(Disclaimer 1: Originally written in Mandarin, translated to English, checked, and re-organized by Sonnet 4.6.)
(Disclaimer 2: This isn't a self-help piece. No frameworks, no takeaways you're supposed to screenshot. If you're here for actionable insights, this probably isn't for you. If you're tired of being lectured at, stay.)
The last piece I wrote touched on AI as a catalyst, on how it helped me refocus on what I actually care about. But I glossed over the harder part: what it actually took to get there.
Before February, concentration wasn't even in my vocabulary. My entire work identity was built on multitasking, fast collaboration, constant context-switching, outside of work — networking, entertainment, doomscrolling, more doomscrolling. I loved the pace. I genuinely did. But the human brain has its limits, and mine hit them hard.
Too many nights staring at the ceiling until dawn. Closing the laptop and feeling completely hollow. Losing the thread of conversations with people I cared about — unable to remember what we'd talked about, what mattered to them, what I'd said.
I eventually called it what it was: a disaster. I couldn't imagine surviving my own career past 40 at that rate. So I went to a temple in Thailand.

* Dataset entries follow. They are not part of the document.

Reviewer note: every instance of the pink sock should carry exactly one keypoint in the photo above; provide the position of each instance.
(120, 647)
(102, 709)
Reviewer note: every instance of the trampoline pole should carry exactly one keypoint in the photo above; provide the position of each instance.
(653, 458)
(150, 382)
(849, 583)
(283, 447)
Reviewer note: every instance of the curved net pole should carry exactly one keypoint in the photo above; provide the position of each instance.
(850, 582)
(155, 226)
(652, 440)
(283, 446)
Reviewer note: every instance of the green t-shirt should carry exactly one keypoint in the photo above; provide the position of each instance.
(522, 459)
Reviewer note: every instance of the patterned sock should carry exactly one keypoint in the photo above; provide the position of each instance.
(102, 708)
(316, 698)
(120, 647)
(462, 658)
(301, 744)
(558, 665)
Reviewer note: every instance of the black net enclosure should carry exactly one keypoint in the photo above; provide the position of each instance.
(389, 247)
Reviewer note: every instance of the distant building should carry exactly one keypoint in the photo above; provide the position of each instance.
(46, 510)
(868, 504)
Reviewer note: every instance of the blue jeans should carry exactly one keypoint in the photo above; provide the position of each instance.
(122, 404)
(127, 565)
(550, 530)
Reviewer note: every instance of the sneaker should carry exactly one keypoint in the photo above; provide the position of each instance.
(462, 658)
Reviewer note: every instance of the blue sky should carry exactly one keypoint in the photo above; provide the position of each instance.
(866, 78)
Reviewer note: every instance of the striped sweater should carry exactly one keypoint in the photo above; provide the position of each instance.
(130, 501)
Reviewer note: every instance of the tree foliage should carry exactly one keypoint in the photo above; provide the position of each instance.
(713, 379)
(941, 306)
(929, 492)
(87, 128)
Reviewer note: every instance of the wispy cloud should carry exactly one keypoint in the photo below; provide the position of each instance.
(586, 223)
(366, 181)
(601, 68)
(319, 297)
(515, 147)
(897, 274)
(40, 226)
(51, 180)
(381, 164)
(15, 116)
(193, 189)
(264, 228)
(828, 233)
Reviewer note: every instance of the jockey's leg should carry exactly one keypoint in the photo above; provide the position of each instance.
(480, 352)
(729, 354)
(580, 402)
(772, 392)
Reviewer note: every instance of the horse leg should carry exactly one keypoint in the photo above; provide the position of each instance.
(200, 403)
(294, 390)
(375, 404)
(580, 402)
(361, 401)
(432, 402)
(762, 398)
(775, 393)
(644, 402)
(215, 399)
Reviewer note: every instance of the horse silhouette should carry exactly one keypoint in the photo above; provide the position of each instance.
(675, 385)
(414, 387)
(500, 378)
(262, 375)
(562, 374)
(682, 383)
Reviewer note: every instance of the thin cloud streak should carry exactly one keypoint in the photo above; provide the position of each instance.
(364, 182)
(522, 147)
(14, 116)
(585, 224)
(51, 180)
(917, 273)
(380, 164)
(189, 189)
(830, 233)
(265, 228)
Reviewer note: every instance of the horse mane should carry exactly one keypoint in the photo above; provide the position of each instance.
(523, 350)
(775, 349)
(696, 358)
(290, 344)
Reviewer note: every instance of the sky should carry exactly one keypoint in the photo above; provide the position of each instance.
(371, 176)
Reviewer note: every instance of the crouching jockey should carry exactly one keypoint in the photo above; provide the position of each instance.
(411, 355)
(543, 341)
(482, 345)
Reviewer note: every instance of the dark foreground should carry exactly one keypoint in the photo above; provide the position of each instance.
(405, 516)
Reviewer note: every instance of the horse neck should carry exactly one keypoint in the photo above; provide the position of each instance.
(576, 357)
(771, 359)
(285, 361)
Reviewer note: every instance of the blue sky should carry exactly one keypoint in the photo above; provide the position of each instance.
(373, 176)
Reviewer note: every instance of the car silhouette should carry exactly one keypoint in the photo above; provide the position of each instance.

I wasn't sure if I was supposed to go with a goal. But I had one: I want to take back control of my own attention.
What nobody tells you about temple life
No talking. No notes. No exercise. No cleaning. Basically, no output of any kind. It forces you to sit with yourself — your unresolved questions, your uglier parts, your old wounds. The pain was physical. I ran a fever. My stomach cramped more times than I could count.
Every night, about twenty minutes before sleep, there was time to speak with the abbot. I only clearly remember what I said on the first night — at my most broken, most raw:
"I feel like an animal."
He didn't give me advice. He said: "This is part of the journey."
I asked: does everyone go through this?
"This is part of the journey," he said again. "Your journey."
Theravada Buddhism drew me in partly because of this — its emphasis on personal pursuit over universal prescription.
I sat with that for three days before it landed. He never said it was a necessary part of the journey. Just that it was part of mine — the distinction between the path and your path.
From how to why
The first half of my time there was about how to concentrate. The second half became something harder: why concentrate?
What do I actually care about? What am I concentrating on?
Once I had a reason, concentration stopped being something I chased. It just showed up.
I'm lucky. I love what I do. I love the version of the world I'm trying to work toward. I love the people in my life.
Now I can finish work with full focus, and actually stop when I need to rest. I can sit with something complex and learn without my attention splintering. I can be present with people I care about in the time we actually have.
That's enough.
Knowing why — that's enough.
A few things worth asking yourself, before anything else:
Why use AI. Why concentrate. Why work hard. Why work at all. Why love someone.
Notice these are verbs. They're not reasons, they're results. The reason lives underneath.
This is your journey. What's it for?